Avec la crise sanitaire due à la Covid-19 et la digitalisation accrue des services, certaines activités comme le tourisme, le commerce de détail et la restauration où les femmes sont fortement présentes sont particulièrement touchées : ces aléas sont-ils pris en compte par les mécanismes de financement ?
Chez HTS Partners, on promeut l’innovation et pendant la crise de la Covid-19, nous avons organisé des webinaires de formation à ce sujet où nous avons pu constater que de nombreuses entreprises ont su innover. Le monde est en constante évolution, il faut être capable de s’adapter et les solutions de financement suivront.
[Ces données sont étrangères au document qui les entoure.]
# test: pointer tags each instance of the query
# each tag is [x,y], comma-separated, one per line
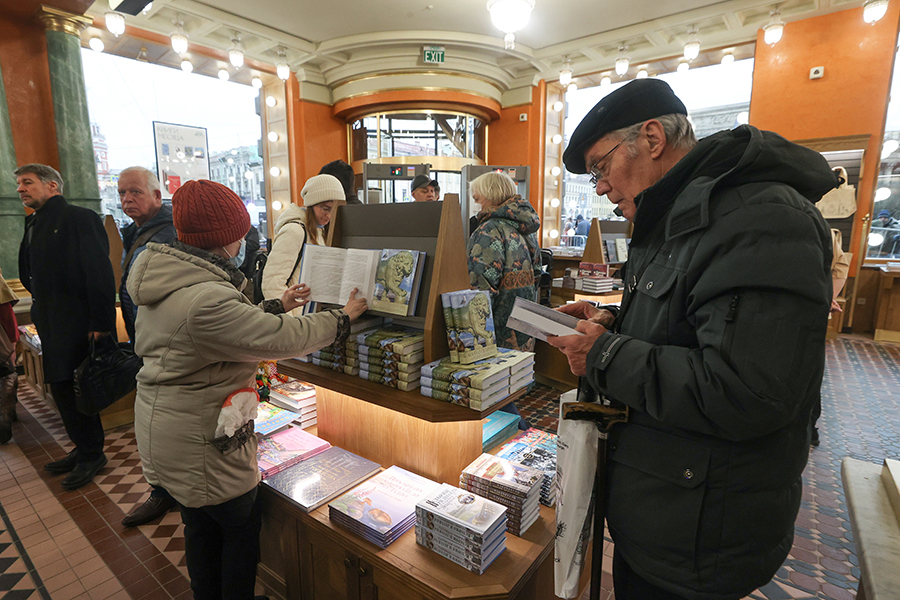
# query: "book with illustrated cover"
[384,507]
[450,325]
[270,418]
[322,477]
[474,323]
[397,282]
[285,448]
[388,279]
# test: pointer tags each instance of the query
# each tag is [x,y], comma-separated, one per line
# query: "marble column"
[12,216]
[73,126]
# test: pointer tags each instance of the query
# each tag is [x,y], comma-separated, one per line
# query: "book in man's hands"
[389,279]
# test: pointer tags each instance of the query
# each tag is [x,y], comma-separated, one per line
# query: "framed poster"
[182,154]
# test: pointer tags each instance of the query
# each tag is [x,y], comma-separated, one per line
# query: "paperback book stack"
[286,448]
[536,449]
[515,486]
[392,356]
[297,397]
[322,477]
[481,384]
[462,527]
[470,325]
[382,508]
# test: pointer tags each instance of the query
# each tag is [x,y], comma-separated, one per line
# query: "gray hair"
[494,188]
[152,179]
[43,172]
[678,130]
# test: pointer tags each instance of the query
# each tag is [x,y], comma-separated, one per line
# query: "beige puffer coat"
[201,340]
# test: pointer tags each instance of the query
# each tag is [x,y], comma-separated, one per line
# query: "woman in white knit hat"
[298,225]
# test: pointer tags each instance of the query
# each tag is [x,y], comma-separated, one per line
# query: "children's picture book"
[285,448]
[474,323]
[388,279]
[322,477]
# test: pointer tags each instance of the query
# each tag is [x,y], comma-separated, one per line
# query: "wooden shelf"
[411,403]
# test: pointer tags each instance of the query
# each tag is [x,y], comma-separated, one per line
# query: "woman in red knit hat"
[201,340]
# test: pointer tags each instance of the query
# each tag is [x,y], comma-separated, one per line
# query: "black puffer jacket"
[719,351]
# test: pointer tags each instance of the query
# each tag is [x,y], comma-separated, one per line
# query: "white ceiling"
[333,42]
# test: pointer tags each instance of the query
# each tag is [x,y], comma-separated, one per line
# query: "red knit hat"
[208,214]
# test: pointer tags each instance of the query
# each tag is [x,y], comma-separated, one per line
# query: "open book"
[388,279]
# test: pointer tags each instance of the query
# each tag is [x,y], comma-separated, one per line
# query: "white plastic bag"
[576,463]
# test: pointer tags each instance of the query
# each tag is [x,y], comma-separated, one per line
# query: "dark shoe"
[64,465]
[84,473]
[150,510]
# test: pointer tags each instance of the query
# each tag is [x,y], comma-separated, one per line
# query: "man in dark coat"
[141,200]
[64,263]
[718,348]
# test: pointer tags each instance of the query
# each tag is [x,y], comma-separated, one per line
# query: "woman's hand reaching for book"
[355,306]
[295,296]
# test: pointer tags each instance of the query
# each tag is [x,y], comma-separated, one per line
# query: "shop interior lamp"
[775,29]
[509,16]
[179,38]
[692,47]
[623,61]
[115,23]
[236,53]
[873,10]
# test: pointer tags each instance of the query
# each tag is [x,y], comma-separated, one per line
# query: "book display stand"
[307,556]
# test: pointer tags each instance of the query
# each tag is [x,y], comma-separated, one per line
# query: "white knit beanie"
[321,188]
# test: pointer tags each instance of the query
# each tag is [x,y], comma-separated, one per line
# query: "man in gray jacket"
[717,349]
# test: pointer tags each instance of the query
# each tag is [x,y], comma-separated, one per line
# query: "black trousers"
[221,547]
[84,431]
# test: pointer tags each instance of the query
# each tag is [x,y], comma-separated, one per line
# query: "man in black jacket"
[717,349]
[64,263]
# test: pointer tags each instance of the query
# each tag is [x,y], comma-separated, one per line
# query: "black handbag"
[106,375]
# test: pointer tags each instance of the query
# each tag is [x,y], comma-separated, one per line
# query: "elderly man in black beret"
[717,349]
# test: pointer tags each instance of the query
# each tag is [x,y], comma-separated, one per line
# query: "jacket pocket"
[657,486]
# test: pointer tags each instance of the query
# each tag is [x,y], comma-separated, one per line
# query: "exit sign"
[433,54]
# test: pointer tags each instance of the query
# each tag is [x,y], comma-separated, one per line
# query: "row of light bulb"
[115,24]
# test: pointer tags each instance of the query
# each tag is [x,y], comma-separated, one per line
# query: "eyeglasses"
[597,174]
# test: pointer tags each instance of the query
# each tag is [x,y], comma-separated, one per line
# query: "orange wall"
[515,142]
[852,97]
[26,76]
[316,138]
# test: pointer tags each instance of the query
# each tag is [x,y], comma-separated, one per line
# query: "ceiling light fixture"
[509,16]
[623,61]
[236,52]
[775,29]
[115,23]
[873,10]
[179,37]
[692,47]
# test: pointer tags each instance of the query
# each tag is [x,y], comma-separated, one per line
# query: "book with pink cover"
[286,448]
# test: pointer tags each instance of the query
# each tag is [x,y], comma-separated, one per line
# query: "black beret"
[420,181]
[639,101]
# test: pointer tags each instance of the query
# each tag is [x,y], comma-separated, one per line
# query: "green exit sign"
[433,54]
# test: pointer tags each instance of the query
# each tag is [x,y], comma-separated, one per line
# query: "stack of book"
[391,356]
[321,478]
[286,448]
[297,397]
[496,427]
[481,384]
[515,486]
[536,449]
[462,527]
[382,508]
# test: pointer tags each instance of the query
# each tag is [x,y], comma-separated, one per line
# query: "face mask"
[238,260]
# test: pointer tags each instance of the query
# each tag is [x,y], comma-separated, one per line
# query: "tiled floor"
[60,545]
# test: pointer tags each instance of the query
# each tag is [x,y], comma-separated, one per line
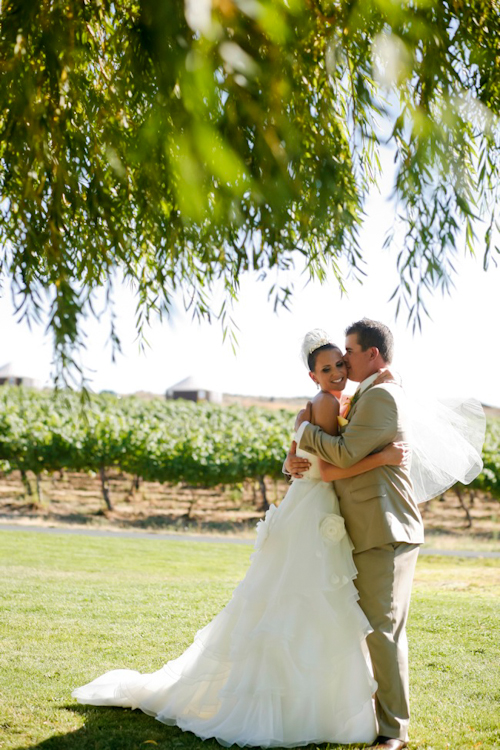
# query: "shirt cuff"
[300,432]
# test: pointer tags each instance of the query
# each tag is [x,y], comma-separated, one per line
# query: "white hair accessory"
[314,340]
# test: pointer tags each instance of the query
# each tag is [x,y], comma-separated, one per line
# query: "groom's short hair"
[373,333]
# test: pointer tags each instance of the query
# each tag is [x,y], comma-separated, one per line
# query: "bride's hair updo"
[315,341]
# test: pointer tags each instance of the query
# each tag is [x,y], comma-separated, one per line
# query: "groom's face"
[359,362]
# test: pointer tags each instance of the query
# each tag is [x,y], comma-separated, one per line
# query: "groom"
[381,516]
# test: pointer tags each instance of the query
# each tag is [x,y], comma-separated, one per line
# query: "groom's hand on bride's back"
[295,465]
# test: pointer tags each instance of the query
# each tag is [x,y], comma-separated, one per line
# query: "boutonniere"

En Côte d’Ivoire, un fonds de soutien a été mis en place par le ministère en charge des PME et celui de l’Économie et des Finances pour soutenir les entreprises qui ont rencontré des difficultés durant cette période. Si certaines entrepreneures ont pu en bénéficier, avoir accès à ce fonds demande de remplir un certain nombre de critères.
En milieu rural, l’autonomisation est un véritable parcours du combattant pour les femmes. À quelles conditions ces entrepreneures peuvent-elles être accompagnées par HTS Partners ?
Pour qu’on puisse les intégrer dans notre portefeuille, il faut qu’elles génèrent un minimum de revenus et qu’elles soient immatriculées. Quand bien même une entreprise est en milieu rural, elle a généralement un ou plusieurs représentants dans les capitales avec lesquelles nous travaillons. Dans le cas contraire, nous allons à leur rencontre. Dans ce milieu, les femmes ont souvent beaucoup de volonté et de très belles idées mais elles sont freinées dans leur élan par des problèmes socio-économiques, religieux, ethniques ou culturels.
Que direz-vous aux femmes qui ont envie de se lancer dans l’entreprenariat mais n’osent pas sauter le pas ?
Que ce soit en milieu rural ou urbain, si l’on a le désir d’entreprendre, il faut le nourrir et oser faire le premier pas. Une fois que la machine est en marche, nous sommes là pour les aider, les structurer et rattraper cette éducation financière et managériale qui leur manque peut-être. Le maître-mot c’est « foncer » et oser rêver grand. Il est indispensable que les femmes cessent d’assimiler leur business à de la débrouillardise, elles ont les capacités pour devenir de véritables championnes régionales.